A plan to cut highway traffic jams and provide better bus transit services in Los Angeles is eligible for more than $213 million in federal congestion reduction grants. The grant will allow local leaders to move forward with a plan to use solutions such as congestion pricing to improve southern California's traffic, economy and air quality.
In announcing the funding in Los Angeles during an event with Mayor Antonio Villaraigosa and Governor Arnold Schwarzenegger, Transportation Secretary Mary Peters said that the new federal funding would provide the leverage local leaders need to convert up to 85 miles of local HOV highway lanes into more reliable high occupancy toll, or HOT, lanes by the end of 2010.
These roads use electronic tolling technology to allow drivers to pay a fee for access to less-congested lanes. Sophisticated sensors will monitor the region's freeways and adjust fares for the lanes based on traffic levels. Peters said that being able to choose to avoid back ups to experience faster commutes was "a better option than being stuck in traffic and staring at an open lane just to your left." Federal funds also will help finance new bus service to run on the HOT lanes. Experience and data show that HOT lanes lead to better traffic on other parallel highway lanes as well, Peters said.
She also said that the money generated by the new HOT lane tolls would be available for investments in improved transit services throughout the region.
Chicago has been selected to receive more than $153 million in federal funds under a new congestion initiative. The proposal will reduce gridlock through the use of congestion pricing for street parking spaces and faster, more reliable bus service.
Peters explained the federal funds will be used to support Chicago's creation of four pilot routes of a new Bus Rapid Transit (BRT) network. The new BRT routes will have their own dedicated lanes and the buses will be equipped with technology to help speed them through traffic with priority right of way at busy signalized intersections. In addition, the CTA will be able to purchase new and cleaner hybrid engine vehicles, she said.
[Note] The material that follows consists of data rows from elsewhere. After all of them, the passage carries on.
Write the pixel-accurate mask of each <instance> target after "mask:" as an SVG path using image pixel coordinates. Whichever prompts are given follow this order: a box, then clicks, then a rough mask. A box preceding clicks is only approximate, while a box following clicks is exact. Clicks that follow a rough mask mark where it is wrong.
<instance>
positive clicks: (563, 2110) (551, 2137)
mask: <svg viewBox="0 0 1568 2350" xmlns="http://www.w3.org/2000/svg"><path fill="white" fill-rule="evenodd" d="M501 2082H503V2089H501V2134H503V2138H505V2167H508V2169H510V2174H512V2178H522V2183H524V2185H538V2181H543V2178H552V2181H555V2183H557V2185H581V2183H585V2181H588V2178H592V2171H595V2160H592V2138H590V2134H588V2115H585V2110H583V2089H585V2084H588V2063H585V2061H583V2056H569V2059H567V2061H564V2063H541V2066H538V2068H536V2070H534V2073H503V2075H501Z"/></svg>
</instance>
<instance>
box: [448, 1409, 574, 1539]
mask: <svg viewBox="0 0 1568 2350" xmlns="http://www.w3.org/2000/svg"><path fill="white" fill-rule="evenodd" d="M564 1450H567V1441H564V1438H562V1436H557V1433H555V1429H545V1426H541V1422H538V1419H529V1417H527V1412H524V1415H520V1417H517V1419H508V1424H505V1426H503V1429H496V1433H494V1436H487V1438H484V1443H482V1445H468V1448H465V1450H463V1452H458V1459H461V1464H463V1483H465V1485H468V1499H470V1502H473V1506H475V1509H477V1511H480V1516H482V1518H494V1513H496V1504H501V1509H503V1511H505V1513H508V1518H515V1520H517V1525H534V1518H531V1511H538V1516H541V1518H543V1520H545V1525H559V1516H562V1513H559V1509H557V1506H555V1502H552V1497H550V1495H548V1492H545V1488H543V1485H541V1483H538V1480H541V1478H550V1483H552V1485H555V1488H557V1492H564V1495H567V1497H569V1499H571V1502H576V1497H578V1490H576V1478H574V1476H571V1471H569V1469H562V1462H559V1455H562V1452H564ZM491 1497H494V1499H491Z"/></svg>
The use of congestion pricing for the city's metered parking spaces is key to Chicago's ambitious plan, Peters said. Higher street meter rates during the morning and evening rush periods will encourage commuters to take transit downtown instead of driving. And, the new BRT routes will be available for those who don't want to pay more for parking.
Both plans are at least partically contingent on getting local and/or regional approval for the plans. In the case of LA, the region has until Oct. 15 to get the legislative authority needed to convert the existing HOV lanes into the new high-occupancy toll lanes. In Chicago, the federal funding is contingent, in part, on the city and the CTA adopting the necessary legal authorities. Also, the city must successfully move forward on its previously announced plans to privatize its metered parking system and enter into a long-term agreement with a private firm by Dec. 31.
Some of the federal money awarded to Chicago includes funds that New York City left on the table after the state legislature failed to provide the approvel for a plan that would have used congestion pricing for drivers entering Manhattan, charging $8 for cars and $21 for trucks to drive into the busiest parts of Manhattan between 6 a.m. and 6 p.m.